TORONTO: The Canadian dollar edged lower against its broadly stronger US counterpart on Friday and bond yields climbed to multi-year highs, as investors weighed Canada’s federal budget and domestic data that showed the jobless rate falling to a record low.
The loonie was trading 0.1% lower at 1.2605 to the greenback, or 79.33 US cents, after trading in a range of 1.2576 to 1.2611.
For the week, the currency was on track to decline 0.7%, losing ground after it notched on Tuesday its strongest intraday level in nearly five months at 1.24.
The decline for the loonie came as the US dollar index strengthened to 100 for the first time in nearly two years, supported by the prospect of a more aggressive pace of Federal Reserve interest rate hikes.
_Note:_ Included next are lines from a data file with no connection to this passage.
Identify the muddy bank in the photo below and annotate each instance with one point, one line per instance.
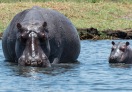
(93, 33)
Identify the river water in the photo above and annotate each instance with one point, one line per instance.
(93, 73)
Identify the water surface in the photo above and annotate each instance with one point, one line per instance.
(93, 73)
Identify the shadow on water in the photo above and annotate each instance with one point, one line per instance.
(120, 65)
(27, 71)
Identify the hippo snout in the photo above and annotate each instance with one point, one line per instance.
(34, 61)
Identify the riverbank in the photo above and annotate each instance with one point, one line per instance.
(95, 34)
(102, 16)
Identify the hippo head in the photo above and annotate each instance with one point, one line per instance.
(32, 45)
(119, 53)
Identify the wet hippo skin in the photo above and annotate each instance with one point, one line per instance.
(39, 37)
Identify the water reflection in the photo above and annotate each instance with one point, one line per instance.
(36, 72)
(120, 65)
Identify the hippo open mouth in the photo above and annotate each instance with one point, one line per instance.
(39, 37)
(33, 54)
(120, 53)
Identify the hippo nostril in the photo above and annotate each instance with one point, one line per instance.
(27, 62)
(39, 62)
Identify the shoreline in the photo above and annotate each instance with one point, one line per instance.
(95, 34)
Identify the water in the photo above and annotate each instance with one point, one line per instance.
(92, 74)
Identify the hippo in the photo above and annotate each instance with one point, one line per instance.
(40, 37)
(121, 53)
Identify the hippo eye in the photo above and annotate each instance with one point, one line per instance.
(122, 49)
(112, 49)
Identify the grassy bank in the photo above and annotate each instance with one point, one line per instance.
(101, 15)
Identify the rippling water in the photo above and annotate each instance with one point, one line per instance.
(92, 74)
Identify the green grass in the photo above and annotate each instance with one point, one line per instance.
(101, 14)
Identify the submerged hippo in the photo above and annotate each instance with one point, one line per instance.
(39, 37)
(121, 53)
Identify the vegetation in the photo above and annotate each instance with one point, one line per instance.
(100, 14)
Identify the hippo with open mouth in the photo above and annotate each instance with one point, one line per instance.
(120, 53)
(39, 37)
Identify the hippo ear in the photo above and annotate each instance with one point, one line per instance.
(113, 43)
(127, 43)
(19, 26)
(45, 24)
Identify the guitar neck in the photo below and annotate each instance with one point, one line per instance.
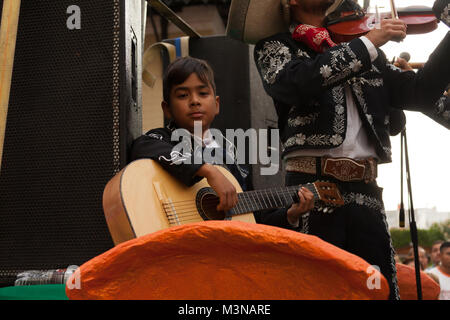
(272, 198)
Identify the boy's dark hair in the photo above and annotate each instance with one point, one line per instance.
(180, 69)
(444, 245)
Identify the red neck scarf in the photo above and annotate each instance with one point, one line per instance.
(317, 39)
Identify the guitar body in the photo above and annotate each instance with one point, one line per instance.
(144, 198)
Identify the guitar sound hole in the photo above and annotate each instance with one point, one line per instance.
(207, 202)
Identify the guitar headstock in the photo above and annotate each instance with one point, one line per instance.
(328, 193)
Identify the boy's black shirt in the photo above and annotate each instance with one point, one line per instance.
(157, 145)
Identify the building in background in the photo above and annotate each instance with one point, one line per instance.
(424, 217)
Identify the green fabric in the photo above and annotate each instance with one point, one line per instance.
(34, 292)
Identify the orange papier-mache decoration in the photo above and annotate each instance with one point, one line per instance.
(227, 260)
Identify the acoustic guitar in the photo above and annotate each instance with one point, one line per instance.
(143, 198)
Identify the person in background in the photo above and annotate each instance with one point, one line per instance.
(442, 271)
(334, 103)
(435, 256)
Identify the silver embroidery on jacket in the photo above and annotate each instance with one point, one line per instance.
(340, 66)
(303, 120)
(272, 58)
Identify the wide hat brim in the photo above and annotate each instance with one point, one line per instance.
(252, 20)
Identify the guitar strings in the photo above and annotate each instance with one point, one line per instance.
(186, 210)
(243, 196)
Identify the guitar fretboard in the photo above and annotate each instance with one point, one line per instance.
(272, 198)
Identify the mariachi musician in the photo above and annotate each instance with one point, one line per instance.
(337, 104)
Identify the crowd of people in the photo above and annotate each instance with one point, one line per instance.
(435, 264)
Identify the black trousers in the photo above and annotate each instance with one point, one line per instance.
(358, 227)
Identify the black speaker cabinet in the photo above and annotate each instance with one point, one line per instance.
(243, 102)
(74, 108)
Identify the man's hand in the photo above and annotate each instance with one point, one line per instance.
(390, 30)
(305, 204)
(222, 186)
(403, 64)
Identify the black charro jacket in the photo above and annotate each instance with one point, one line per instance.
(308, 91)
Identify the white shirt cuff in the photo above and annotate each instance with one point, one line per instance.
(370, 47)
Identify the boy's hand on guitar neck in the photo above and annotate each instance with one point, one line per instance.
(222, 186)
(305, 204)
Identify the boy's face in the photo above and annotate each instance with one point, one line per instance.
(192, 100)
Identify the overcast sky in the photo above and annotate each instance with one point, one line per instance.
(428, 142)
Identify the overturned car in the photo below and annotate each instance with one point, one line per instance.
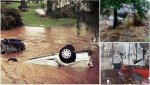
(11, 45)
(66, 57)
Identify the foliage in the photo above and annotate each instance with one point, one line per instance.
(140, 5)
(91, 18)
(10, 18)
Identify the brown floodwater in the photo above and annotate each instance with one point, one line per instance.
(42, 41)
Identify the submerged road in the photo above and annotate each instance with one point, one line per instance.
(42, 41)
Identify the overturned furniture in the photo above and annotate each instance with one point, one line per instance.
(66, 57)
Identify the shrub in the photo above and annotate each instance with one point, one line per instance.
(10, 18)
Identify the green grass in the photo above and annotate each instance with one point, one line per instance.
(31, 18)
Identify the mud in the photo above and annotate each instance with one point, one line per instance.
(40, 41)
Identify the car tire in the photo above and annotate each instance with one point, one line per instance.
(70, 47)
(67, 54)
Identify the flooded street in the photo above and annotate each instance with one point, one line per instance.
(42, 41)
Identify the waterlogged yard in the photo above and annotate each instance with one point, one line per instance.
(42, 36)
(32, 18)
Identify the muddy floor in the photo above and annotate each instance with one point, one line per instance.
(40, 41)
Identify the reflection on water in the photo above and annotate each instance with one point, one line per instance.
(41, 41)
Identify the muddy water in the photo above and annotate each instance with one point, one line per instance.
(40, 41)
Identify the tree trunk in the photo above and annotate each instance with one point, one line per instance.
(78, 19)
(49, 7)
(115, 19)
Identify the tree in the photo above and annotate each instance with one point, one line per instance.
(139, 5)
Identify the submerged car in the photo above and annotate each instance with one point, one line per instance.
(66, 57)
(11, 45)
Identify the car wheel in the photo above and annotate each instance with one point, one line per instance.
(70, 47)
(67, 54)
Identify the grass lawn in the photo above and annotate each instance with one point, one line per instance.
(31, 18)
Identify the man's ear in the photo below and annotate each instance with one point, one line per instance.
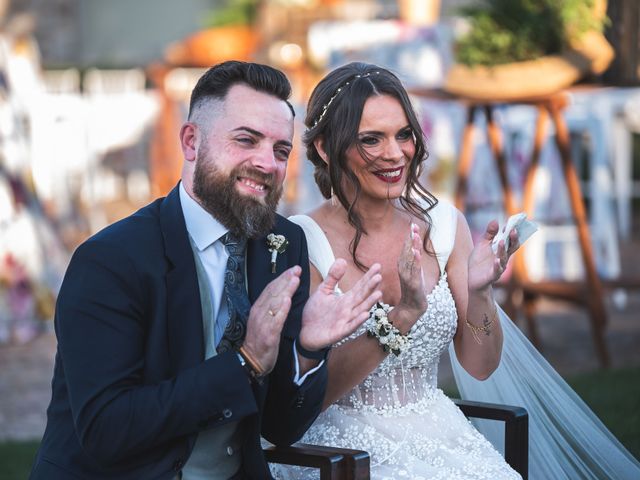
(188, 141)
(319, 144)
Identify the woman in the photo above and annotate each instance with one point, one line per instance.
(365, 142)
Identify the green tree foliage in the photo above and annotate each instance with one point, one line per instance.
(505, 31)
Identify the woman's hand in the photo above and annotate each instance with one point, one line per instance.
(413, 301)
(486, 267)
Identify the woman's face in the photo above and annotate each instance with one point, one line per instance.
(387, 141)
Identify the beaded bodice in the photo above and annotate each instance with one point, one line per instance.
(410, 378)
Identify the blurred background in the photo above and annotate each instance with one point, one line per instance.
(530, 106)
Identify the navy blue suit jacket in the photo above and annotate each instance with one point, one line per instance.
(131, 388)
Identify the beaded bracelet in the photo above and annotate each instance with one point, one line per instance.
(379, 327)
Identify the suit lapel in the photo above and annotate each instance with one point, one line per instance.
(184, 313)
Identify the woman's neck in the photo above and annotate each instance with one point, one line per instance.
(375, 215)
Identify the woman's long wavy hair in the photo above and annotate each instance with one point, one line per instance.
(333, 115)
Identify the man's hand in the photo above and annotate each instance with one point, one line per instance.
(328, 318)
(267, 317)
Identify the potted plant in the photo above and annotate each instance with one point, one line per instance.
(525, 48)
(228, 34)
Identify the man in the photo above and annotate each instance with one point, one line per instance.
(168, 365)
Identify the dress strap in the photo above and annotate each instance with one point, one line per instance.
(320, 253)
(444, 218)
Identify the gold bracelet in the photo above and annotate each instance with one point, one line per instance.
(484, 328)
(254, 365)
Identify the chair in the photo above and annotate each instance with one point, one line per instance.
(346, 464)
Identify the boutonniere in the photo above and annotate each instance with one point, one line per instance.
(277, 244)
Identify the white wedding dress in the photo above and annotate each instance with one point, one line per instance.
(408, 425)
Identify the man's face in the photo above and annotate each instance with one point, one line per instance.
(242, 160)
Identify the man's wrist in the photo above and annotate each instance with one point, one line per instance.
(250, 364)
(312, 354)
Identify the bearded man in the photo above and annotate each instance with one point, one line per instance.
(186, 331)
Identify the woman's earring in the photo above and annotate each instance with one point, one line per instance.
(334, 199)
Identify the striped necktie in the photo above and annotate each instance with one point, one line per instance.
(236, 294)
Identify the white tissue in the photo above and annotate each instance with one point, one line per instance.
(524, 227)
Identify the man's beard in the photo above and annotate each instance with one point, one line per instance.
(243, 215)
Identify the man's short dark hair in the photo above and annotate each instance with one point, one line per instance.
(216, 82)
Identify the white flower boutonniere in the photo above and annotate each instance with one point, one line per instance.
(277, 244)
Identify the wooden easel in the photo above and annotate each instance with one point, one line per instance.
(589, 292)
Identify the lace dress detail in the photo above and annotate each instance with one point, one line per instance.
(408, 425)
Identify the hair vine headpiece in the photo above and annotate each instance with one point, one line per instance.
(326, 106)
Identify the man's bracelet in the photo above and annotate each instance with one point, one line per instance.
(312, 354)
(254, 367)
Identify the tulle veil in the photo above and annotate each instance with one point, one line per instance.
(566, 439)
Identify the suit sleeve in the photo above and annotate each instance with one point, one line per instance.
(291, 409)
(101, 323)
Meanwhile, the price of oil was stable on Friday at about $96 a barrel but remained on course for a second weekly fall after countries announced plans to release crude from their strategic stocks. Oil is one of Canada’s major exports.
Canada’s unemployment rate fell to 5.3% in March, highlighting the tightening of the country’s labor market, with the economy adding a net 72,500 jobs.
With the labour market tight and the inflation outlook worsening, investors expect a rare half-percentage-point rate hike next week from the Bank of Canada.
Canada projected a budget deficit for the current fiscal year that is nearly 10% lower than forecast in a December fiscal update, mostly due to higher revenues.
As deficits narrow, Canada is cutting the amount of debt it issues, including a reduction in long-term bonds.
Still, Canadian government bond yields moved higher across a flatter curve on Friday. The 10-year touched its highest since January 2014 at 2.647% before dipping slightly to 2.637%, up 6.2 basis points on the day.